We also evaluated the different sociodemographic, maternal and clinical factors that can contribute to poor hemoglobin responses to IFA supplementation. Nevertheless, there was no statistically significant association between poor hemoglobin responses after treatment and studied factors such as educational level, household size, and parity, the presence of other illness, stage of pregnancy and, coffee consumption. Though coffee is recognized as an inhibitor of non-heme iron absorption [39], we do not find significant association between coffee consumption and failure to respond treatment. But those who consumed iron without time preference were more likely to have poor responses. Pregnant women started their iron treatment lately in their second and third trimesters had more risks of failure to respond to the treatment. Similarly, pregnant women with 3 or more gravidity were also more likely to have poor responses. This was in line with previous studies’ report on the impact of parity and gravidity on severity anemia [40].

This study has some limitations. Firstly, we did not measure the serum value of other micronutrients such as zinc, vitamin A, B vitamins and inflammatory markers that could affect treatment responses. Secondly, it could have been better if we monitored serum iron parameters such ferritin level at baseline and after treatment along with hematological responses to get further information on iron bioavailability and rule out the different causes of anemia.

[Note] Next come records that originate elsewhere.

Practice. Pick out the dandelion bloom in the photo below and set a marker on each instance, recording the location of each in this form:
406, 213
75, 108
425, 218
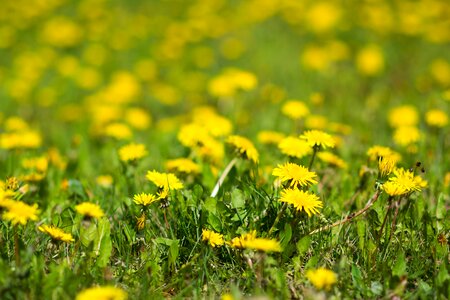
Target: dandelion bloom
406, 135
405, 115
20, 212
90, 210
182, 165
104, 181
386, 164
215, 239
102, 293
322, 278
294, 147
132, 152
295, 109
318, 138
144, 199
296, 174
244, 146
56, 233
270, 137
166, 181
436, 118
375, 152
332, 159
302, 200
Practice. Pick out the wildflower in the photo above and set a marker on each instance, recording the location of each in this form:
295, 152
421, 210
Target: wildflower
405, 115
165, 181
215, 239
386, 164
244, 147
302, 200
376, 152
250, 241
295, 109
102, 293
403, 182
294, 147
144, 199
406, 135
370, 60
20, 212
132, 152
119, 131
56, 233
296, 174
183, 165
104, 181
332, 159
90, 210
316, 138
270, 137
436, 118
322, 278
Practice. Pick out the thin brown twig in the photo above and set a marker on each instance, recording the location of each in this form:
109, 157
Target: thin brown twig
351, 216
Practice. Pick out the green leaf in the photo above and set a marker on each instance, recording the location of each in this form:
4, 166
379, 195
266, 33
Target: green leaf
399, 267
237, 198
87, 235
286, 235
102, 244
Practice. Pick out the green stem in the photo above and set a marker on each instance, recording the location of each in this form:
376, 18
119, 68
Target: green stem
223, 176
16, 246
315, 148
277, 219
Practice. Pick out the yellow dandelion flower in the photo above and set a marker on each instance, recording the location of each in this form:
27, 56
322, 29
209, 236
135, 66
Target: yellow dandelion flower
332, 159
436, 118
296, 174
302, 200
144, 199
140, 222
166, 181
19, 212
90, 210
262, 244
270, 137
405, 115
244, 146
132, 152
322, 278
406, 135
102, 293
295, 109
56, 233
317, 138
215, 239
183, 165
104, 181
294, 147
403, 182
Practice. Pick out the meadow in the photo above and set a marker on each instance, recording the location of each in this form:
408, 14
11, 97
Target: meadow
212, 149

Finally, longer follow up studies on IFA supplementation response and effect starting from the first trimesters could be important to monitor the significance of the supplementation program in the local population.

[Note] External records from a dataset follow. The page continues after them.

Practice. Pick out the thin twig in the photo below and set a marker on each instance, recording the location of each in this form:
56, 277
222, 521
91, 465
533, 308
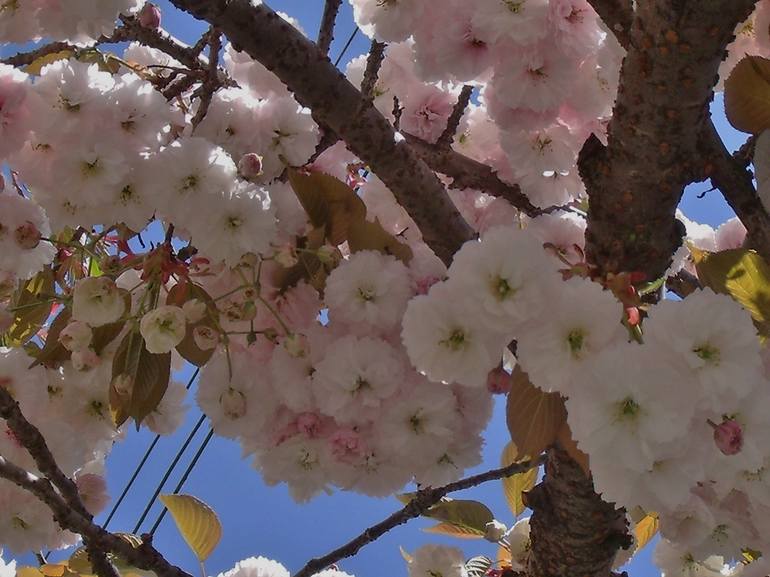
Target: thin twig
448, 136
326, 31
373, 63
422, 501
31, 439
210, 85
144, 556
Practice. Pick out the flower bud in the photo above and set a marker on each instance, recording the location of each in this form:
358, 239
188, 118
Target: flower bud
85, 359
27, 236
76, 336
728, 436
6, 319
163, 328
149, 16
233, 404
97, 301
286, 257
295, 345
499, 381
250, 166
205, 338
325, 254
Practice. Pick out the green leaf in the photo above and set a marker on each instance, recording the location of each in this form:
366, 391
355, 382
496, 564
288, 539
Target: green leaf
365, 235
478, 566
534, 417
747, 95
181, 293
196, 521
32, 304
457, 531
139, 379
742, 274
517, 484
53, 352
329, 203
469, 515
36, 65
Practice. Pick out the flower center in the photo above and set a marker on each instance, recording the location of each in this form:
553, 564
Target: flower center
708, 353
455, 341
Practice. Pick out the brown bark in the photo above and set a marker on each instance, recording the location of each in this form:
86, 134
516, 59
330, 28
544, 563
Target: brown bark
635, 183
574, 533
317, 84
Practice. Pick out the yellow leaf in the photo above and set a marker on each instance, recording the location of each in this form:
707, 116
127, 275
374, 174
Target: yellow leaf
515, 485
36, 65
645, 530
503, 556
459, 531
28, 572
747, 95
533, 416
196, 521
407, 557
365, 235
742, 274
329, 203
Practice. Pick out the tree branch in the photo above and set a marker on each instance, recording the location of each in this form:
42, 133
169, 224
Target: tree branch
468, 173
675, 48
317, 84
211, 83
573, 531
67, 507
326, 31
28, 435
373, 63
448, 136
618, 15
735, 181
422, 501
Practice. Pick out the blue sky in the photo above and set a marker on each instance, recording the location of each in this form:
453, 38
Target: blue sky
260, 520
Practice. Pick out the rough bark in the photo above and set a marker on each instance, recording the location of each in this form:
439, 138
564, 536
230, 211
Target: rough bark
317, 84
732, 177
574, 533
635, 183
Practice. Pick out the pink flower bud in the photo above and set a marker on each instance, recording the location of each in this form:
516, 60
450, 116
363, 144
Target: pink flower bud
728, 436
149, 16
250, 165
27, 236
499, 381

Conclusion and recommendation

Our study revealed that poor hemoglobin responses in nearly half of the pregnant women participated in the study and a high proportion of anemias morphologically atypical of an iron deficiency anemia. There is a need to consider anemia attributable to etiologies other than iron deficiency in anemia intervention programs. The current universal iron supplementation program should be reassessed for possible changes into targeted supplementations.